The UK’s inflation rate hit another 40-year high in May, reaching 9.1 per cent, its highest level since 1982.
Fuelled by higher food prices last month, the rise from the 9 per cent rate in April was in line with economists’ expectations that inflation will hit double digits by the autumn.
The Bank of England expects the inflation rate to exceed 11 per cent in October, significantly higher than other similar countries in the G7.
The rise in inflation will add to cost of living pressure on households, intensify demands for wage rises to offset higher prices and make it more difficult to resolve industrial disputes such as this week’s rail strike.
Echoing the language used by the US Federal Reserve when talking to reporters, chancellor Rishi Sunak said: “I want people to be reassured that we have all the tools we need and the determination to reduce inflation and bring it back down.”
He earlier said: “We can build a stronger economy through independent monetary policy, responsible fiscal policy which doesn’t add to inflationary pressures and by boosting our long-term productivity and growth.”
The task of reducing inflation will be more difficult, Bank of England officials have noted over the past week, because they think price rises well over the 2 per cent inflation target are now embedded into corporate pricing policies and wage settlement.
In May, prices rose at high rates across a broad group of categories. For a quarter of all individual items measured by the Office for National Statistics, prices were 10 per cent higher than last May, and for half of the categories measured, they rose by 7 per cent or more.
The biggest contributor to the increase in inflation came from food prices, which increased 1.5 per cent in May, with bread, cereals and meat rising fastest.
The Office for National Statistics said that road fuel prices were 32.8 per cent higher in May than a year earlier, the largest annual jump in prices in the category since detailed indices were first compiled in 1989.
Next month, the inflation rate is likely to rise strongly again, the Resolution Foundation said, because it would take into account the recent rise in fuel prices at the pumps. In May, the average price of a litre of petrol was recorded at £1.66 and has risen about 20p a litre since then.
Yael Selfin, chief UK economist at KPMG, said there were “no signs yet of inflation receding” and that while the largest increases were in energy and road fuels, “price rises spread widely across the economy”.

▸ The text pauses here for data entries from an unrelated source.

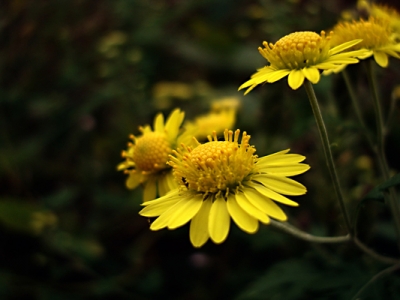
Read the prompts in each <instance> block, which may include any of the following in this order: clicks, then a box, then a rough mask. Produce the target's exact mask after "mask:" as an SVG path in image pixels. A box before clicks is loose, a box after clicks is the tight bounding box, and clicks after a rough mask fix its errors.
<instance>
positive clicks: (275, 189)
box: [253, 174, 307, 196]
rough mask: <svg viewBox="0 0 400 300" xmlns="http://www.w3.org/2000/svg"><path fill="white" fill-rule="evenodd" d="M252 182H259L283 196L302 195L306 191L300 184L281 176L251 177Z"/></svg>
mask: <svg viewBox="0 0 400 300" xmlns="http://www.w3.org/2000/svg"><path fill="white" fill-rule="evenodd" d="M253 179H254V180H257V181H258V182H261V183H262V184H263V185H264V186H266V187H267V188H269V189H271V190H273V191H275V192H277V193H280V194H283V195H291V196H297V195H304V194H305V193H306V192H307V189H306V187H305V186H304V185H302V184H301V183H299V182H297V181H295V180H293V179H290V178H286V177H282V176H276V175H272V174H259V175H255V176H254V177H253Z"/></svg>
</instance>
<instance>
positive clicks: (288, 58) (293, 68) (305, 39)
mask: <svg viewBox="0 0 400 300" xmlns="http://www.w3.org/2000/svg"><path fill="white" fill-rule="evenodd" d="M332 35H333V33H332V32H331V33H330V34H329V35H328V36H326V35H325V32H324V31H322V32H321V34H320V35H319V34H317V33H315V32H311V31H302V32H295V33H291V34H289V35H287V36H285V37H283V38H281V39H280V40H279V41H277V42H276V43H275V44H272V43H270V44H268V43H267V42H264V43H263V45H264V48H261V47H259V48H258V50H259V52H260V53H261V55H262V56H263V57H264V58H265V59H266V60H267V61H268V62H269V63H270V64H269V65H268V66H266V67H264V68H261V69H258V70H257V72H256V73H255V74H253V75H252V76H251V79H250V80H248V81H247V82H245V83H244V84H242V85H241V86H240V87H239V90H241V89H243V88H246V87H248V89H247V90H246V92H245V94H247V93H249V92H250V91H251V90H252V89H253V88H255V87H256V86H257V85H259V84H261V83H263V82H269V83H272V82H275V81H278V80H280V79H282V78H283V77H285V76H288V83H289V86H290V87H291V88H292V89H294V90H296V89H298V88H299V87H300V86H301V85H302V84H303V82H304V79H305V78H306V79H308V80H309V81H310V82H312V83H314V84H315V83H318V82H319V80H320V71H319V70H329V69H335V68H337V67H339V66H341V65H347V64H354V63H357V62H358V59H356V57H357V56H359V55H362V54H363V53H364V52H365V51H364V50H360V51H350V52H343V51H344V50H346V49H348V48H350V47H352V46H354V45H356V44H358V43H360V42H361V40H360V39H356V40H351V41H347V42H346V43H343V44H340V45H338V46H336V47H334V48H331V46H330V40H331V36H332Z"/></svg>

Paul Dales, chief UK economist at Capital Economics, said the pattern of inflation justified further interest rate rises, but not a half-point rise at the BoE’s next meeting in August. “It is not obvious in this release that there are signs of the ‘more persistent inflationary pressures’ that last week the Bank said would prompt it to ‘act forcefully’.”

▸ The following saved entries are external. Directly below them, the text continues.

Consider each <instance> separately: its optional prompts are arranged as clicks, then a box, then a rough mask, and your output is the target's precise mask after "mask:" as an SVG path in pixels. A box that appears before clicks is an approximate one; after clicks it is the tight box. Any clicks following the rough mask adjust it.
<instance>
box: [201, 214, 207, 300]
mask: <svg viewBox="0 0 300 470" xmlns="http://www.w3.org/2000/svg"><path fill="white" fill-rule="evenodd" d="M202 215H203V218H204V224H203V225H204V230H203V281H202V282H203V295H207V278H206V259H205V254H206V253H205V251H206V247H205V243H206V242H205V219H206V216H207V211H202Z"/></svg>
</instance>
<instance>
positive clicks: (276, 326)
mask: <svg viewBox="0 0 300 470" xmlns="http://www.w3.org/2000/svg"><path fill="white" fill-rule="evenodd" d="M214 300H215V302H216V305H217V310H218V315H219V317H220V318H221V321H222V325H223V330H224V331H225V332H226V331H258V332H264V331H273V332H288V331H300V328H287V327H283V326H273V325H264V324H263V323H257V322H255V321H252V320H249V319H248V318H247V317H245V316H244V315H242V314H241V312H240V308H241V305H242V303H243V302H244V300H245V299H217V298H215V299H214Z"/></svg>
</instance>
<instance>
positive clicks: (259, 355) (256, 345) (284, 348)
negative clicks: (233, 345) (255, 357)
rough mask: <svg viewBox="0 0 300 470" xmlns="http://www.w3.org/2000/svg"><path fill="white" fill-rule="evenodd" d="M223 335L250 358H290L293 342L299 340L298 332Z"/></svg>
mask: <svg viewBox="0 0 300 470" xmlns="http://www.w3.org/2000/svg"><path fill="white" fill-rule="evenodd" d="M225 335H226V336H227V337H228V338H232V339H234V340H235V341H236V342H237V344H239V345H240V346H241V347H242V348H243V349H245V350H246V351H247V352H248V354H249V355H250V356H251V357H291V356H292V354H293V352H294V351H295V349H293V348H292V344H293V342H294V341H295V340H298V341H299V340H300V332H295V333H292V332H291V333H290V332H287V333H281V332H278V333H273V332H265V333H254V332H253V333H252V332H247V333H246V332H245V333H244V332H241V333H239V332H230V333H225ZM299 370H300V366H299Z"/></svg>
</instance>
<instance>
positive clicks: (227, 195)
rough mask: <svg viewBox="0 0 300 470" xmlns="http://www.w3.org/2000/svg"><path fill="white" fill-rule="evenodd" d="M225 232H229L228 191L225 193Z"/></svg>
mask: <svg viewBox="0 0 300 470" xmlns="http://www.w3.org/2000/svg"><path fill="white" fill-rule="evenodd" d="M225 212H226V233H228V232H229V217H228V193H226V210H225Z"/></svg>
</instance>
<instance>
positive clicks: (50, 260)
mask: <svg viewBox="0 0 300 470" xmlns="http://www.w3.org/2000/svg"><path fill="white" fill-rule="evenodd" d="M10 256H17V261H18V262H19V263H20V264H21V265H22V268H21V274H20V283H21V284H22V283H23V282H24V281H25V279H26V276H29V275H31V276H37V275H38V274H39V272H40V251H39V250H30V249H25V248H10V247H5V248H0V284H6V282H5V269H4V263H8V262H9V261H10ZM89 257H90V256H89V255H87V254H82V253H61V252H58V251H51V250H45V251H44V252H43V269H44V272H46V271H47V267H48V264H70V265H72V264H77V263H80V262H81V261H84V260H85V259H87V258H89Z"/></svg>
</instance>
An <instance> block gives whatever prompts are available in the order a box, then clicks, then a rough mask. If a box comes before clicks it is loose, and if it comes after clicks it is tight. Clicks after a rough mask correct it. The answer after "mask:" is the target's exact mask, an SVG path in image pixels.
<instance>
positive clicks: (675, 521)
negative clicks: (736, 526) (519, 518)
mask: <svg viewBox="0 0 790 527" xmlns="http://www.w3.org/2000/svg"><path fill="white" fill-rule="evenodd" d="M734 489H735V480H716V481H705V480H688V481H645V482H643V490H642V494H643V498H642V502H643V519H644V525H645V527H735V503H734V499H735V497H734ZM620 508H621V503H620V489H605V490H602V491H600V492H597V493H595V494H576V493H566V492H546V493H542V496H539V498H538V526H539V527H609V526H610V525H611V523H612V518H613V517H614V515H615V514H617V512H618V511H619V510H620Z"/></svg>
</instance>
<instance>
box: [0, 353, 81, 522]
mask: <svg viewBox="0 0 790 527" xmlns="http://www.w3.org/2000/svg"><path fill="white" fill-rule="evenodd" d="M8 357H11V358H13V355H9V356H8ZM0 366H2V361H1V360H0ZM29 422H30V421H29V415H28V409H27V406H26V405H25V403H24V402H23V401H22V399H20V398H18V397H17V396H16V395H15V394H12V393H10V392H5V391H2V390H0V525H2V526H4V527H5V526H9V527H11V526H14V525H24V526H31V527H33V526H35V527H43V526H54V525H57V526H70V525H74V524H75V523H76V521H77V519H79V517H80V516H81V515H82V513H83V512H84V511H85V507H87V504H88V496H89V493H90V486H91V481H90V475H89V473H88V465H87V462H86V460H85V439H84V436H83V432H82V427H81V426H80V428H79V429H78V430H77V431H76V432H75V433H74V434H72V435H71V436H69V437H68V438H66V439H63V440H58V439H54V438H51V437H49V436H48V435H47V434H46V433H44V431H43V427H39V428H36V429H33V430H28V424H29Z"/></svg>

One worrying sign indicated by Grant Fitzner, ONS chief economist, however, was that price pressures were still bubbling away in factories across the UK.
“The price of goods leaving factories rose at their fastest rate in 45 years, driven by widespread food price rises, while the cost of raw materials leapt at their fastest rate on record,” he said.
In the latest figures the retail prices index, used to calculate the uplift on index-linked bonds, rose to 11.7 per cent in May from 11.1 per cent in April, marking the highest reading for the measure since October 1981.